Introduction to OpenMP

Why OpenMP

  • Syntax is easy to pickup
  • Almost linear scaling


Existing native parallel solutions in C and Fortran

  • Unified Parallel C (UPC) in C

  • Fortran:

    • CoArray Fortran

    • DO CONCURRENT from Fortran 2008

    • None of them becomes mainstream

OpenMP programming model

a. Based on threads instead of cores (so hyperthreading counts)

b. Each thread has it own copy of code and run in private memory

c. Each OpenMP thread is managed by the OMP runtime system

i. Runtime decide the best way to run, in contrast to MPI

d. Thread safe: a function execute correctly even then executed concurrently by multiple threads

How to use

a. Compiler Directives

b. Environmental Variables

c. Runtime Library Routines (e.g.: call runtime routine to determine the thread ID)

Feature set

1. Parallel Construct

2. Work-sharing constructs (loop, section, single, workshare (fortran only))

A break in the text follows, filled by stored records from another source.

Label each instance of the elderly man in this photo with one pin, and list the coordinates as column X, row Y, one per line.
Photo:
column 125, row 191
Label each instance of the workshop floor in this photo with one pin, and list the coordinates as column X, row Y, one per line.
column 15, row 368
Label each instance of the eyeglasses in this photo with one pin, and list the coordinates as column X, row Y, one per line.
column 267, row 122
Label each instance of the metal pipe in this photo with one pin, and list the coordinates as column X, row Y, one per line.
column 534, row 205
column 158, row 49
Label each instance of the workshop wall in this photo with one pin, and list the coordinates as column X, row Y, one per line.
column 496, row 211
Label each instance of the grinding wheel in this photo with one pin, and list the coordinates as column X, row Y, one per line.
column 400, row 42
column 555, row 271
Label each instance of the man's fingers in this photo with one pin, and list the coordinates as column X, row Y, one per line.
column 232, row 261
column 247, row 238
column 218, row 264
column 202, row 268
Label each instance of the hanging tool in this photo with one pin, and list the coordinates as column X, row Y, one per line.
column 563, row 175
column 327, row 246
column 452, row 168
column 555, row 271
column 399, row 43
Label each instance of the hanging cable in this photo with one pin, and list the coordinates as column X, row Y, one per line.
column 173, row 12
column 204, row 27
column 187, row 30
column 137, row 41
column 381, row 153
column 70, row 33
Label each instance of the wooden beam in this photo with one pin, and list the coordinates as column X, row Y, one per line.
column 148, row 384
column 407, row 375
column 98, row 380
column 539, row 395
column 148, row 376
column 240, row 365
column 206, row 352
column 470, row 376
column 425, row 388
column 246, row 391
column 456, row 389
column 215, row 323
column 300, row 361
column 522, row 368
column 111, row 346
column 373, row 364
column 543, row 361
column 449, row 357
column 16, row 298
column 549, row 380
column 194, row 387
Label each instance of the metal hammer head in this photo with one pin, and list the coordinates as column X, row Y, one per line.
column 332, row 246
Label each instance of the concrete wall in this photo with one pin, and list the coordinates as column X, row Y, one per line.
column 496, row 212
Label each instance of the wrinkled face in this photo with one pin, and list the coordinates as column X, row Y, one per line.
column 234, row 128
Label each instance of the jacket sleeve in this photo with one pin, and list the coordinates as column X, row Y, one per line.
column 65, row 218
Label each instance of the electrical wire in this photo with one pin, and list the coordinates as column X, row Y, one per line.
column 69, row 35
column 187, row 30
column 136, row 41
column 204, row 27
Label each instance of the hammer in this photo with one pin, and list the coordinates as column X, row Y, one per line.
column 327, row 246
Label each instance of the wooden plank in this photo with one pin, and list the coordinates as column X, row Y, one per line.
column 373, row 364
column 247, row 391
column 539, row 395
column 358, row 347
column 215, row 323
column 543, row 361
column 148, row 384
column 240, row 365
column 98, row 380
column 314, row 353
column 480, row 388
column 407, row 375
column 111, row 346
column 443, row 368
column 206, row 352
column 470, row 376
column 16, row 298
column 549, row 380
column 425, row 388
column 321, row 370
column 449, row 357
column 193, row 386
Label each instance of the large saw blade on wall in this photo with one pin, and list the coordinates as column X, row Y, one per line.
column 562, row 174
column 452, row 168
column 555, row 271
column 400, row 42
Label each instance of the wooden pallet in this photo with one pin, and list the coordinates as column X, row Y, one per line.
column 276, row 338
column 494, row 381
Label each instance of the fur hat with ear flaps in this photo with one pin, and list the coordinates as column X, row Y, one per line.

3. data-sharing, no wait, schedule clauses

4. Synchronization construct (barrier, critical, atomic, locks, master (for sync.))

## How to compile

icc -qopenmp omp_hello.c -o hello
gcc -fopenmp omp_hello.c -o hello
pgcc -mp omp_hello.c -o hello
clang -fopenmp omp_hello.c -o hello

Practice 1 : OpenMP Hello World

#include <omp.h>
#pragma omp parallel                   
    printf("Hello World... from thread = %d\n", 

$ cd Example

$ gcc -fopenmp omp_hello.c -o hello


Note 1:You can set the number of threads visible to OpenMP by

$ export OMP_NUM_THREADS=num_of_threads_you_want

Note 2: Note the difference between \

omp_get_num_threads(); // get thread ID
omp_get_num_threads(); // get total number of threads

Q1: why we need nthreads, tid to be private ?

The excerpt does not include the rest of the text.